Chatting with the artist, who arrived wearing a spectacular floral silk scarf, I couldn’t help noticing how refreshingly humble he was as we talked about the show and what inspired it. I asked him if the title referred to himself as the young person in love, and with a wide smile, he told me yes. But he quickly clarified that he wasn’t just love with one particular person — a woman, or even many women — but in love with many things. In love with café con leche, he said, or in love with a moment. On a day when the media had been flooded with news of Osama bin Laden’s death and subsequent discussions of hate, it was nice to talk with Calcagno about animals and beauty, and love.
Walking around the exhibition, I found myself drawn not only to the beautiful bronze animal sculptures, but how the artist had installed them with pieces of wood crafted into smooth trees or branches, or on shelves amidst sparkling gems.

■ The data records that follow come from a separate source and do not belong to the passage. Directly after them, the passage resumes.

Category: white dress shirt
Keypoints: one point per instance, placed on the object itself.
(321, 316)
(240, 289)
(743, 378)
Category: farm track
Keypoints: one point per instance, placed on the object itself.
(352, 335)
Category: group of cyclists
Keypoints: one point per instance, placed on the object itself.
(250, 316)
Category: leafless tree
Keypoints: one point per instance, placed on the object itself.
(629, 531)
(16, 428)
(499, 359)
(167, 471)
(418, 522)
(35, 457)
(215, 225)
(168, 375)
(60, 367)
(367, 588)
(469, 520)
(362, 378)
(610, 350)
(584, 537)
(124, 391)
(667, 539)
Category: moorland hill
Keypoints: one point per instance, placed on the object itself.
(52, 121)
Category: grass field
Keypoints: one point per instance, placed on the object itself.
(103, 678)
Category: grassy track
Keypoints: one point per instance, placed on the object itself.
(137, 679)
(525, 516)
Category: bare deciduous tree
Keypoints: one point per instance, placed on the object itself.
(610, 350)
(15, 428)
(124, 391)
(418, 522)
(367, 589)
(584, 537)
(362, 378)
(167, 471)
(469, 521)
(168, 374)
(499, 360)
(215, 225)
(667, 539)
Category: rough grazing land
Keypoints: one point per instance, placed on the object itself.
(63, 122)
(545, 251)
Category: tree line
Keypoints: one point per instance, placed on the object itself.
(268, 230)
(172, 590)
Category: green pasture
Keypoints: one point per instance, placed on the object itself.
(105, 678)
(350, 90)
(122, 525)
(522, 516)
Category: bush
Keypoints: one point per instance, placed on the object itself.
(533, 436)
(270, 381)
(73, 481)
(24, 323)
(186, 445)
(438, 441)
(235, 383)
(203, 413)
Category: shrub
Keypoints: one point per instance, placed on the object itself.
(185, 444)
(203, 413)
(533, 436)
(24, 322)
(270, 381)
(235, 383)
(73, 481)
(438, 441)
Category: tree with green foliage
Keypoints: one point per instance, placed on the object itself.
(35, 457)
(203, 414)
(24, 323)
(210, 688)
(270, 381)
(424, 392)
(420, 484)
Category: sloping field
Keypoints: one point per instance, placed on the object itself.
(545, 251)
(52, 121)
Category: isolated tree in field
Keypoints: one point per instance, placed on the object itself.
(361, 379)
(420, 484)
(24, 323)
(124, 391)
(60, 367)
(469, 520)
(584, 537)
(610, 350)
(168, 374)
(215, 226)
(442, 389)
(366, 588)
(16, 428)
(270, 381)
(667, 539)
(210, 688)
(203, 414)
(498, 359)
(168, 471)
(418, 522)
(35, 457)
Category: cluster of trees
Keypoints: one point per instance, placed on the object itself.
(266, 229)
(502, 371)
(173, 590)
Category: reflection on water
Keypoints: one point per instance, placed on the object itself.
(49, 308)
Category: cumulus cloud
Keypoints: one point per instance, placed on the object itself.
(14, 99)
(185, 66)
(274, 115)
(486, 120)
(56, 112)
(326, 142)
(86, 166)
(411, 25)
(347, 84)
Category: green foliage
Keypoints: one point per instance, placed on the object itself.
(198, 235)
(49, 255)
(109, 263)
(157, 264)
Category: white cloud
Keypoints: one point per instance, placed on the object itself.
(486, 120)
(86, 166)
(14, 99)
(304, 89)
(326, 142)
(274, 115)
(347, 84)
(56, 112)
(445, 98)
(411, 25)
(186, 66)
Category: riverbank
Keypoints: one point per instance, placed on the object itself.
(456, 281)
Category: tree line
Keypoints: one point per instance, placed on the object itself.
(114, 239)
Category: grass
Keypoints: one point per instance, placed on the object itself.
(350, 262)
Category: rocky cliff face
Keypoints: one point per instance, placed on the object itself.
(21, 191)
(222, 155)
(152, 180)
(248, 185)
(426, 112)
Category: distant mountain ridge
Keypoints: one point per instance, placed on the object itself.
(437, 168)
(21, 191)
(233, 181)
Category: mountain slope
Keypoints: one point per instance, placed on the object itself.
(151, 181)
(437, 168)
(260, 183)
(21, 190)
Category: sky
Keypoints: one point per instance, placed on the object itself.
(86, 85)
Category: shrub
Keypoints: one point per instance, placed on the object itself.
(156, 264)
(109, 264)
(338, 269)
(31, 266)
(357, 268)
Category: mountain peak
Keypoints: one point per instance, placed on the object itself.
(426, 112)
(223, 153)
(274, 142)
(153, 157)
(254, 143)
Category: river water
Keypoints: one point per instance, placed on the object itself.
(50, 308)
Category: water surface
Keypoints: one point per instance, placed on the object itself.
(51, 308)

I loved the adorable mice, especially the one featured on the show invite, which depicted a small bronze mouse balancing a ruby red gem on its forehead, or the bronze armadillo perched on top of a tall tree. Different natural elements, playing against each other, radiated from a strange mixture of materials. Admiring a bird’s pecking at clear crystals that looked like diamonds or a turtle with a red heart-shaped gem in its mouth, I was curious about the use of crystals and the notion of eating them. Calcagno explained that the show uses a lot of symbolism. Women are like jewels and eating the jewels is a way of expressing how he wants to consume love.
There are other interesting sculptures to see at the show, like the spherical glass birdhouses inspired by the South American bird — the Hornero, after horno, or oven — because its spherical, mud nests resemble clay ovens. Calcagno cleverly titled one of the sculptures, Elegant al fresco.
Elsi del Rio owner Fernando Entin told me about another exhibition of Calcagno’s works from the same series opening Wednesday night at the CCEBA, and added that Calgano is one of the artists the gallery will be featuring at arteBA 2011. I have to say, I loved the show. And I guess that’s what the artist was hoping for. He struck me as someone in love with being in love.